The End of Ellen, The Event Planner
Saturday, April 7th, 2012At around the 4th month of dating, Ellen moved out of the free, tiny guesthouse she was living in (in exchange for cooking for the main house’s crazy owner 5 nights a week) Santa Monica (about 10-15 minutes from me) to an expensive ($1900) loft in downtown L.A.
I had a sneaky feeling that I wouldn’t make it 30 days after she moved downtown…
The $1900 in rent was $1900 more than she had been paying and really, a lot of rent for L.A. In my building, in the neighborhood just south of Brentwood (yes, OJ’s Brentwood), a 2 Bed/2 Bath would MAX out at $1600 or so. My building rented 1 Beds for $1200 at the time.
That is to say, she had to work EVEN MORE to make that $1900 nut. I think parking was another $200 a month too.
A quick rundown of those 25 days or so:
- I always came downtown to stay over (maybe 3 nights a week, costing me $10 in parking each overnight visit)
- we never had sex in the new place.
- she would ignore me and work in the other room ALL NIGHT while I stayed in the bedroom and watched TV and wrestled with her dog. Like, I went to bed without her.
- Discovered she had ERASED all the photos of us from our Hearst Castle trip and didn’t save any back ups.
- The ONLY sign we weren’t on the way to a breakup, she made vague references about trying to get me a parking pass. This actually confused me.
THE LAST NIGHT:
She was very unaccommodating in little ways. Like insisting she keep the huge windows of the old bank building she lived in open, despite central air.
So we go to bed one night and shortly after I fell asleep, a mosquito — which I HATE HATE HATE — flew into my ear, which totally freaks me out and I ended up waking up and flailing at my head and going “Aaaaaaaaah!” loud. Right into her ear.
This was what Malcolm Gladwell calls “The Tipping Point.”
The moment where the ice cracked under the weight of a mosquito.
She woke up and was SOOOOOOOOOOO ANGRY.
“What the fuck? You just yelled in my ear!”
“I’m sorry — there was a mosquito in my ear — I didn’t do it on purpose.” To add insult to injury I might, admittedly, have giggled at her strong reaction. It was pure nerves.
Her eyes burned with rage. That was it. She was DONE. I felt it to my bones. I bet the people sleeping in the apartments all around felt that tremor of fury.
There was no love left.
We went back to bed, but something had shifted. I could feel it, like a boulder that was now under the covers. A few minutes later, I got up and put my jeans on in the dark and found my shoes. I was going to leave, sneak out.

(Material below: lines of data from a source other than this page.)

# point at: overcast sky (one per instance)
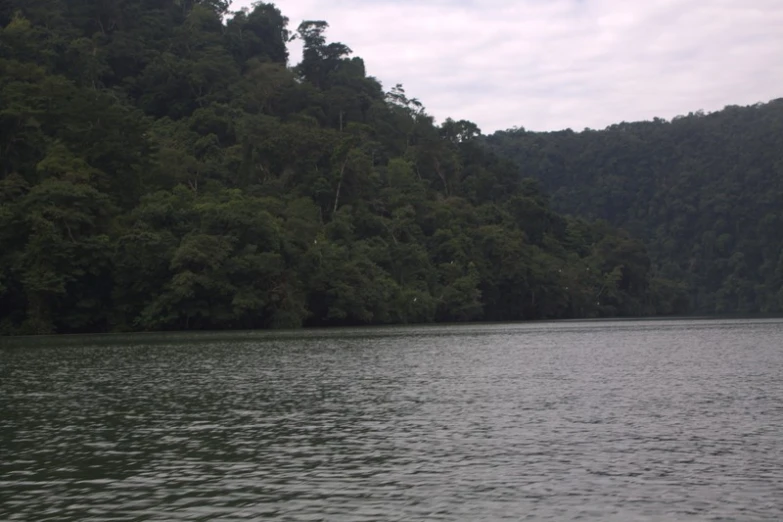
(554, 64)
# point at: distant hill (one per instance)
(163, 167)
(704, 192)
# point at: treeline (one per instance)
(162, 167)
(704, 192)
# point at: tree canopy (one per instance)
(703, 191)
(162, 166)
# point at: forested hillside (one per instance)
(704, 191)
(162, 166)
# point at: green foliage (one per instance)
(161, 167)
(702, 191)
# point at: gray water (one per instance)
(653, 420)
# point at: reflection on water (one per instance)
(657, 420)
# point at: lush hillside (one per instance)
(162, 167)
(704, 191)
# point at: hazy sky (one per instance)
(553, 64)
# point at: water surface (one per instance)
(625, 420)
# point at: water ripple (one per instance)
(665, 420)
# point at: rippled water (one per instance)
(656, 420)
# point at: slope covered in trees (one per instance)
(704, 191)
(163, 167)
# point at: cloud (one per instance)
(554, 64)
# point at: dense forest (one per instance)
(163, 166)
(703, 191)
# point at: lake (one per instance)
(603, 420)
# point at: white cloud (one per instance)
(552, 64)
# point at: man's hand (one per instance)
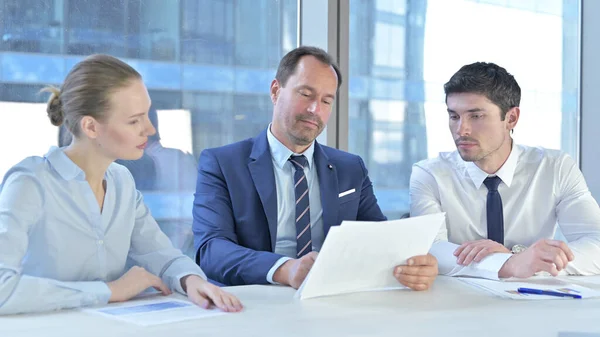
(546, 255)
(293, 272)
(133, 282)
(419, 272)
(476, 250)
(205, 294)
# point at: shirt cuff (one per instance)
(97, 292)
(275, 267)
(179, 269)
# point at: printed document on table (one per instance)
(361, 256)
(154, 311)
(508, 288)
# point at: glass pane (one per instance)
(207, 64)
(397, 106)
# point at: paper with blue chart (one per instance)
(154, 311)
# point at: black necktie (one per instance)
(495, 216)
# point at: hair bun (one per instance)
(54, 107)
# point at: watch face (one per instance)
(518, 248)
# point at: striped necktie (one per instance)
(303, 237)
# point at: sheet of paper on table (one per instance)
(153, 311)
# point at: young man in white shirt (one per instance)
(503, 201)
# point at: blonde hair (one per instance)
(86, 90)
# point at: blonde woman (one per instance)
(72, 221)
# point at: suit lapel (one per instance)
(261, 170)
(328, 187)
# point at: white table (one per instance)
(450, 308)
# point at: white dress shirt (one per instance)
(286, 201)
(58, 249)
(541, 189)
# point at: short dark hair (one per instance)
(487, 79)
(288, 64)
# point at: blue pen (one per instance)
(546, 292)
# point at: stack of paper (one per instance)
(361, 256)
(509, 288)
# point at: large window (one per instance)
(397, 114)
(207, 64)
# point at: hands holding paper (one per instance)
(293, 272)
(476, 250)
(550, 256)
(419, 272)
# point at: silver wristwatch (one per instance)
(518, 248)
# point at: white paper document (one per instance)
(361, 256)
(154, 311)
(509, 288)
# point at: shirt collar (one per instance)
(62, 164)
(506, 172)
(281, 153)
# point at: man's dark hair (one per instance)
(288, 64)
(489, 80)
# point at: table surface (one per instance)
(450, 308)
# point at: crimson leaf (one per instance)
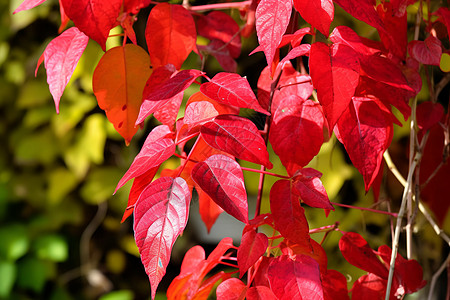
(156, 149)
(237, 136)
(335, 74)
(231, 89)
(222, 179)
(160, 216)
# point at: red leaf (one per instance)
(394, 34)
(199, 112)
(93, 17)
(366, 130)
(189, 284)
(272, 19)
(139, 184)
(427, 52)
(209, 210)
(309, 187)
(408, 273)
(437, 188)
(289, 217)
(160, 216)
(296, 132)
(253, 246)
(364, 46)
(237, 136)
(335, 286)
(170, 35)
(220, 26)
(318, 13)
(28, 4)
(428, 114)
(168, 112)
(335, 75)
(358, 252)
(260, 293)
(231, 289)
(295, 279)
(118, 82)
(156, 96)
(363, 10)
(61, 57)
(383, 70)
(370, 286)
(217, 49)
(231, 89)
(291, 83)
(156, 149)
(317, 252)
(222, 179)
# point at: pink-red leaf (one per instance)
(318, 13)
(237, 136)
(335, 74)
(199, 112)
(61, 57)
(231, 89)
(309, 187)
(427, 52)
(231, 289)
(118, 82)
(289, 217)
(156, 96)
(362, 10)
(222, 179)
(296, 132)
(220, 26)
(156, 149)
(28, 4)
(358, 252)
(408, 272)
(260, 293)
(170, 35)
(366, 130)
(253, 246)
(272, 19)
(139, 184)
(160, 216)
(334, 286)
(93, 17)
(295, 279)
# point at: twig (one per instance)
(436, 276)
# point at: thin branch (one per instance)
(367, 209)
(436, 276)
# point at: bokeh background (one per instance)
(60, 230)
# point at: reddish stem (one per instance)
(220, 6)
(265, 172)
(395, 215)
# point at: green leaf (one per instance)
(60, 183)
(8, 274)
(14, 241)
(32, 274)
(445, 62)
(51, 247)
(100, 184)
(118, 295)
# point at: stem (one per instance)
(265, 172)
(187, 158)
(368, 209)
(220, 6)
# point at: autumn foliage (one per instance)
(320, 79)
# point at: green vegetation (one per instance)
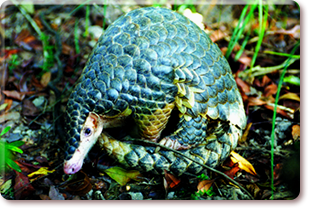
(7, 150)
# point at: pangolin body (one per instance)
(147, 64)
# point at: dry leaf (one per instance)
(246, 132)
(243, 163)
(204, 185)
(14, 94)
(231, 173)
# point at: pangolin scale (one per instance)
(148, 64)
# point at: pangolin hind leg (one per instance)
(189, 133)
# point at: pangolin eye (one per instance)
(87, 131)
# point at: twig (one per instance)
(197, 162)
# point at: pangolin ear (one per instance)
(93, 117)
(92, 120)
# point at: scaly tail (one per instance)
(156, 160)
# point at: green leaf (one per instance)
(5, 130)
(17, 143)
(13, 165)
(292, 80)
(14, 148)
(121, 175)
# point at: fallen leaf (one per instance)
(46, 78)
(54, 194)
(291, 96)
(171, 180)
(271, 90)
(121, 175)
(204, 185)
(244, 86)
(231, 173)
(14, 94)
(246, 132)
(15, 116)
(44, 197)
(254, 189)
(29, 109)
(243, 163)
(79, 185)
(296, 132)
(254, 101)
(22, 187)
(246, 60)
(39, 173)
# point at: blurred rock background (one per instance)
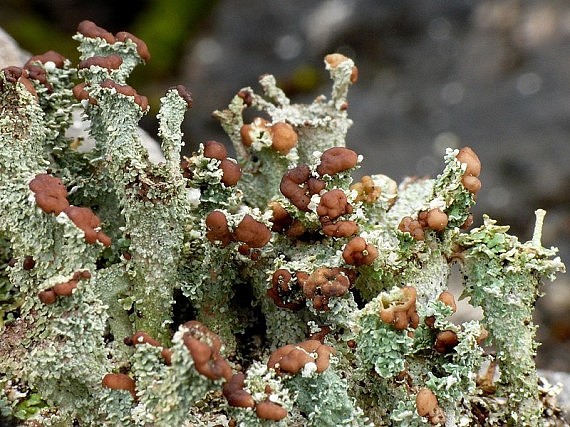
(494, 75)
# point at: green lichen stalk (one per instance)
(269, 290)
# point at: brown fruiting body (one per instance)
(445, 341)
(283, 137)
(335, 160)
(254, 233)
(357, 252)
(267, 410)
(235, 394)
(50, 193)
(286, 291)
(323, 284)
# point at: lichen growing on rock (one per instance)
(266, 290)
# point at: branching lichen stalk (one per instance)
(269, 290)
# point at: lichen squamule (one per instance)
(267, 290)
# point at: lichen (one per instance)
(267, 290)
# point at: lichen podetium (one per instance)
(266, 290)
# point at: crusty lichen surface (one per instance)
(269, 290)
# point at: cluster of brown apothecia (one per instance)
(204, 347)
(290, 290)
(51, 197)
(436, 219)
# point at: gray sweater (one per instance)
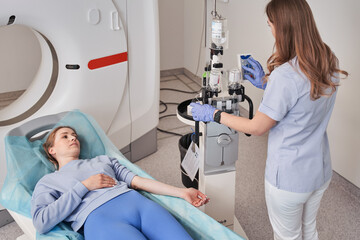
(60, 196)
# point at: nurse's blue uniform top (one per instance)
(298, 158)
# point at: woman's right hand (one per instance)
(98, 181)
(257, 73)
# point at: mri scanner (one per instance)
(98, 56)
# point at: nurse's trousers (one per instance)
(293, 215)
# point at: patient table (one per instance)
(27, 163)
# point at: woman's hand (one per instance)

She awoke. “What are you doing?”
“What I am I doing here — what purpose do I serve?” The Truth Bomb. I dropped the Truth Bomb.
She said nothing. There was a moment and I got back into bed. (I should have left for many reasons but ultimately didn’t want to drive 25 minutes / 14 miles back to my house at 1:15 am.)
That was the last time I saw her.
In the morning, she was gone. And she called and broke up with me a couple of days later. “I adore you but…” — she didn’t — “this isn’t working for me.”
She said she would drop my stuff off at my apartment and the two times / days she gave me she never showed up or called to cancel. Then one day I went to my car and she had left a cardboard box in front of my car, unsecured, with my medications and shit in it that all could have been stolen.
I found her on Match not long after.